Эта девушка держалась особняком. Ее не обижали, но и не звали в компанию. Катя и не стремилась влиться в коллектив. Ее жизнь вертелась вокруг отца-алкоголика, матери-инвалида, двух братьев-школьников и работы на полставки. По сути, именно Катя была главой семьи и умудрялась не только учиться, но и разбираться с непростым бытом.

Настя завидовала ее силе воли. И знала: для Кати занятия очень важны. Все знали! Даже хулиганы относились к этому со снисходительным пониманием.

Катя искренне стремилась к знаниям и ценила каждую крупицу новой информации, включая лекции, которые многие считают пустой тратой времени. А еще она никогда не доставляла проблем.

– Валентина Игоревна, вы не можете запретить Кате присутствовать на лекции, – как в омут с головой бросилась Настя.

Группа притихла. Настя спорила с преподавателями очень редко, и в каждом случае стояла на своем до конца.

– Кто-то что-то сказал? – Валентина Игоревна вышла из-за кафедры и прошлась между рядами. – Или мне показалось?!

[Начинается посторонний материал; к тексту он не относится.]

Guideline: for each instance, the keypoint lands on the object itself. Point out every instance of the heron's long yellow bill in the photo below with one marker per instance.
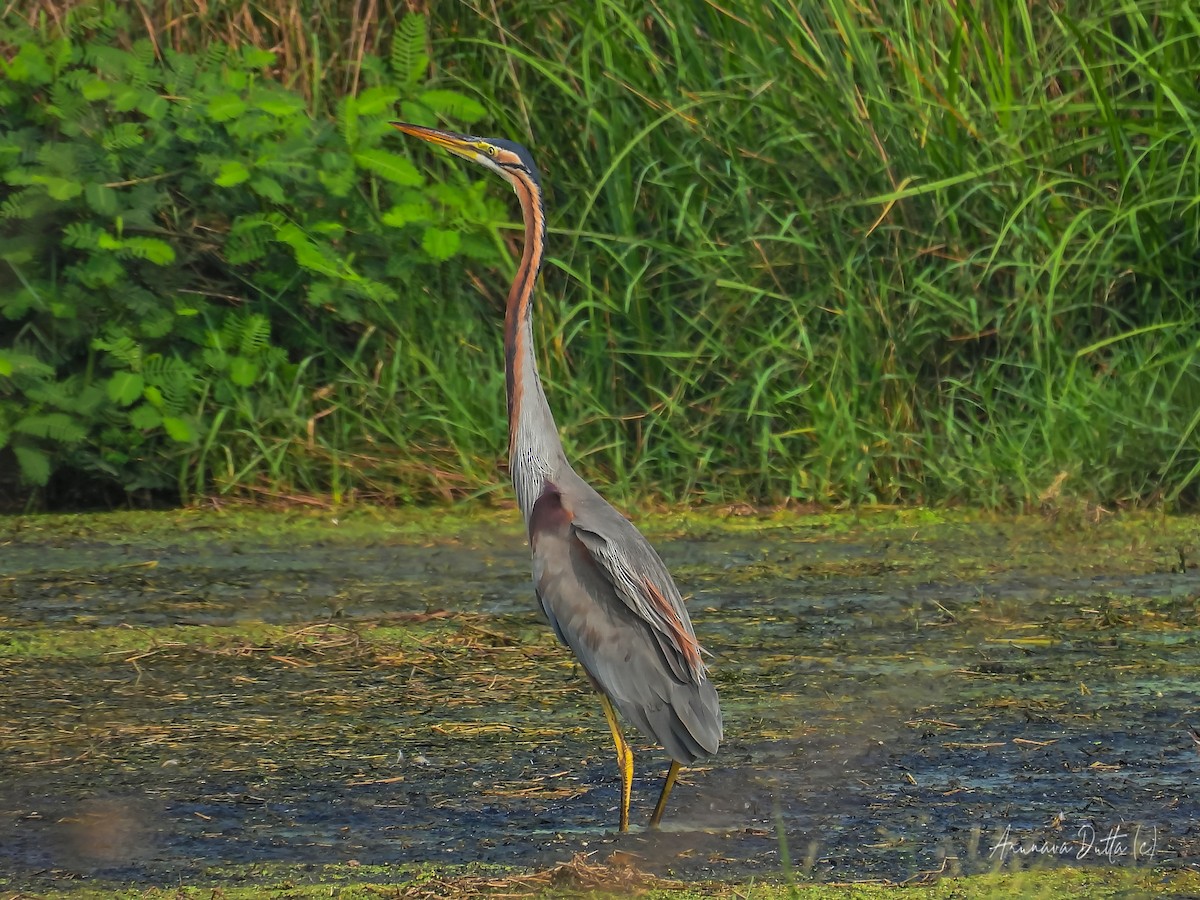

– Я говорю, что у вас нет причин выгонять Катю, – продолжала Настя, поражаясь тому, как долго удается держать голос ровным. – На ее месте может быть кто угодно из группы. Это нечестно.

Затаив дыхание, она смотрела, как приближается преподавательница.

Валентина Игоревна была высокой и костлявой женщиной далеко за шестьдесят. Она одевалась старомодно, но со стилем, обожала крупные бусы темных расцветок, затягивала волосы с проседью в тугой узел и использовала острую трость с вычурным резным набалдашником из красного дерева. При ходьбе эта трость стучала громче, чем обитые металлом каблуки черных лакированных туфель преподавательницы.